Bangalore musician Shrawan Banerjee talks about his multiple monikers

For an artist that lists Nickelback and Avril Lavigne as inspirations on his Facebook, Shrawan Banerjee’s music sounds nowhere close to it. However, it’s only to get a good chuckle out of anyone who takes the trouble to visit his page. “My idols are Nirvana and The Beatles. I can listen to them endlessly,” he says.

Based in Bangalore, Banerjee graduated with an undergraduate degree specialising in media.

But he doesn’t seem to have decided to be a full-time musician just yet. “I was working for two years at normal jobs and have now taken a break to do a course in sound engineering this year. The course has been great and given the opportunity to work on my music more than I would have otherwise, so it’s nice to do that,” he says.

Starting out at 13, he sneakily practised on his elder brother’s guitar when he wasn’t at home, and learnt all the basics from browsing the internet. “The first couple of years, I pretty much learnt from printouts and playing Nirvana songs,” adding that he only much later chose to take lessons to improve his songwriting and producing.
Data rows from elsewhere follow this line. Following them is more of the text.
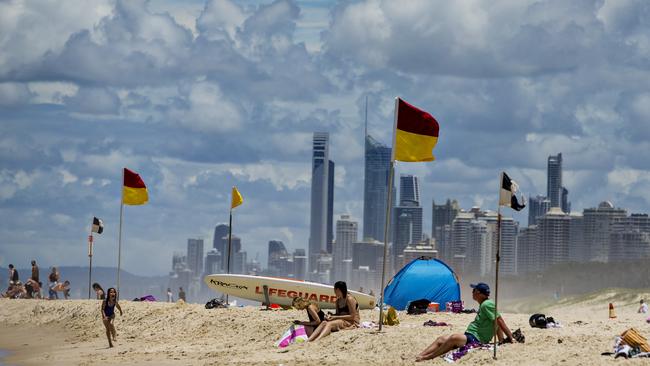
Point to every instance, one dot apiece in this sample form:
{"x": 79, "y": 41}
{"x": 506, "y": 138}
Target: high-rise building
{"x": 369, "y": 253}
{"x": 330, "y": 207}
{"x": 597, "y": 230}
{"x": 375, "y": 188}
{"x": 347, "y": 231}
{"x": 554, "y": 180}
{"x": 195, "y": 256}
{"x": 407, "y": 217}
{"x": 235, "y": 247}
{"x": 564, "y": 201}
{"x": 409, "y": 191}
{"x": 212, "y": 262}
{"x": 537, "y": 207}
{"x": 407, "y": 226}
{"x": 479, "y": 249}
{"x": 554, "y": 237}
{"x": 528, "y": 250}
{"x": 460, "y": 236}
{"x": 320, "y": 198}
{"x": 277, "y": 258}
{"x": 630, "y": 238}
{"x": 299, "y": 264}
{"x": 238, "y": 264}
{"x": 441, "y": 216}
{"x": 577, "y": 250}
{"x": 220, "y": 232}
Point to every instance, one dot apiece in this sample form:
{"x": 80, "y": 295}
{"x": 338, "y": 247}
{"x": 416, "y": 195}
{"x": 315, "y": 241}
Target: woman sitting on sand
{"x": 99, "y": 291}
{"x": 346, "y": 317}
{"x": 316, "y": 315}
{"x": 108, "y": 314}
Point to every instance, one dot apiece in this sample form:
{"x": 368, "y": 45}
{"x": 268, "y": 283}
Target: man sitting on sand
{"x": 481, "y": 330}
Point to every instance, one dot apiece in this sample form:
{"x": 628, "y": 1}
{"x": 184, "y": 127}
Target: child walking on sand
{"x": 108, "y": 314}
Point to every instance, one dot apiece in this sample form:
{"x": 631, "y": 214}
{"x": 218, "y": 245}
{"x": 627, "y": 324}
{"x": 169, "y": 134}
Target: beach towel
{"x": 391, "y": 317}
{"x": 457, "y": 354}
{"x": 295, "y": 334}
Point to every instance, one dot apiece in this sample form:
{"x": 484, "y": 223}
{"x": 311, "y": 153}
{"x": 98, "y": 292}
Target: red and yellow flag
{"x": 134, "y": 191}
{"x": 416, "y": 134}
{"x": 236, "y": 198}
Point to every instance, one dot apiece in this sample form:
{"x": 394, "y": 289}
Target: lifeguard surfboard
{"x": 281, "y": 290}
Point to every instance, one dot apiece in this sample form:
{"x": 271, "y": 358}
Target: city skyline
{"x": 199, "y": 97}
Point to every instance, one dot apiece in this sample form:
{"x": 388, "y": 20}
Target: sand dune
{"x": 70, "y": 332}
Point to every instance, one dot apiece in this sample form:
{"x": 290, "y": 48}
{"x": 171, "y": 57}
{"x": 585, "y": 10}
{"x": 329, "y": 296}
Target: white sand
{"x": 71, "y": 333}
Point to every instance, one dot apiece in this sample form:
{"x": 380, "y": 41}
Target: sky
{"x": 200, "y": 96}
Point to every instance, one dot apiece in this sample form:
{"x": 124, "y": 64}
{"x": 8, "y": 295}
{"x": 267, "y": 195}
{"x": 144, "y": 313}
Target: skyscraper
{"x": 320, "y": 198}
{"x": 195, "y": 256}
{"x": 330, "y": 206}
{"x": 441, "y": 218}
{"x": 212, "y": 262}
{"x": 218, "y": 242}
{"x": 554, "y": 236}
{"x": 375, "y": 188}
{"x": 564, "y": 200}
{"x": 299, "y": 264}
{"x": 597, "y": 230}
{"x": 409, "y": 189}
{"x": 277, "y": 258}
{"x": 554, "y": 180}
{"x": 407, "y": 217}
{"x": 537, "y": 207}
{"x": 347, "y": 231}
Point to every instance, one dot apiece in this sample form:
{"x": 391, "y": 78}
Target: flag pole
{"x": 119, "y": 243}
{"x": 498, "y": 259}
{"x": 90, "y": 259}
{"x": 229, "y": 248}
{"x": 389, "y": 202}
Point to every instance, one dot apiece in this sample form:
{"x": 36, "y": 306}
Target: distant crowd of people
{"x": 31, "y": 289}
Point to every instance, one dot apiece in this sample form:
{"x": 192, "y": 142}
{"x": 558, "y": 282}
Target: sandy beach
{"x": 39, "y": 332}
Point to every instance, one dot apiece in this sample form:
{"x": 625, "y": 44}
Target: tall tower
{"x": 195, "y": 256}
{"x": 375, "y": 188}
{"x": 347, "y": 231}
{"x": 220, "y": 239}
{"x": 409, "y": 189}
{"x": 537, "y": 207}
{"x": 554, "y": 180}
{"x": 320, "y": 200}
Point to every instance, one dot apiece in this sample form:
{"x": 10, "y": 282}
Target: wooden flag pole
{"x": 90, "y": 259}
{"x": 389, "y": 202}
{"x": 119, "y": 243}
{"x": 229, "y": 248}
{"x": 498, "y": 259}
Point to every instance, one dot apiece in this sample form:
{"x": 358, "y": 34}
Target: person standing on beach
{"x": 108, "y": 314}
{"x": 36, "y": 276}
{"x": 99, "y": 291}
{"x": 54, "y": 282}
{"x": 13, "y": 275}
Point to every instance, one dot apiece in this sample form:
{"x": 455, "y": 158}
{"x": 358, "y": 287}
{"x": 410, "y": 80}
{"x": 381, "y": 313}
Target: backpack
{"x": 417, "y": 307}
{"x": 538, "y": 321}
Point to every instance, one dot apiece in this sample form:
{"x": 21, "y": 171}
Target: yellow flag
{"x": 237, "y": 199}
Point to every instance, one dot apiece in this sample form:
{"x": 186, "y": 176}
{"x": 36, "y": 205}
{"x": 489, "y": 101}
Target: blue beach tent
{"x": 423, "y": 278}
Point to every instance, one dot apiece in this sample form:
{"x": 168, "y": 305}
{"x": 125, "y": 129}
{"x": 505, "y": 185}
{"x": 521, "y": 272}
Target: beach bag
{"x": 391, "y": 317}
{"x": 417, "y": 307}
{"x": 295, "y": 334}
{"x": 537, "y": 321}
{"x": 633, "y": 338}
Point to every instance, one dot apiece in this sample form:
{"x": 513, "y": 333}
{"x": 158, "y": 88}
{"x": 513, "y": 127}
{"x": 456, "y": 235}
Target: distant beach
{"x": 70, "y": 332}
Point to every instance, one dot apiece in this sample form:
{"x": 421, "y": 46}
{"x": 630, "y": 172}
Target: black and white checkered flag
{"x": 98, "y": 225}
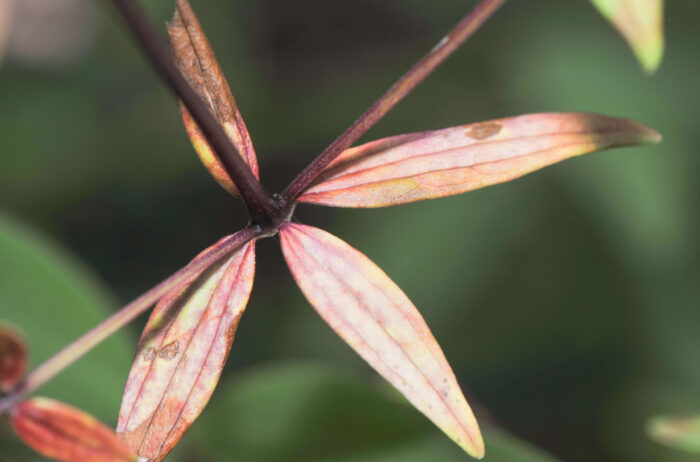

That process has led to the creation of any music starting with his acoustic guitar. “I like good melodies. The noise part is the easy stuff,” he quips.

But why the name Stoned Seahorse? “Stoned Seahorse was a funny name I thought of when I was 15. It’s just a catchy name that people tend to remember no matter how lame they think it is,” he says. Banerjee is now releasing new work under the name Hazelgreen, under which he says he will release all his electronic music. But by his admission, Banerjee himself seems to be a tad confused about his monikers. “I’m not clear myself about what music is going to come under what name right now. Stoned Seahorse is kind of chaotic, noisy and punk but Hazelgreen is all about the songs and bringing in new influences, especially from an electronic music standpoint.”

Being an independent musician also comes with its fair share of issues. But Banerjee chooses to remain optimistic rather than sulking about it. “I think the most important thing is to keep learning and growing and avoid complaining about what you can’t change. I love playing music and will always keep making and learning new things despite the ‘scene’ or whatever.”

Banerjee mentions that although there are always disappointments, for now, he’s focused on the journey. “It’s the same old, ‘no money, no gigs, no satisfaction’ jazz but it doesn’t bother me all that much.”

By the end of the year, Banerjee hopes to release an album or an EP under the Hazelgreen moniker. “After that, I am going to spend my retirement in the mountains with my dog Jimi,” he concludes.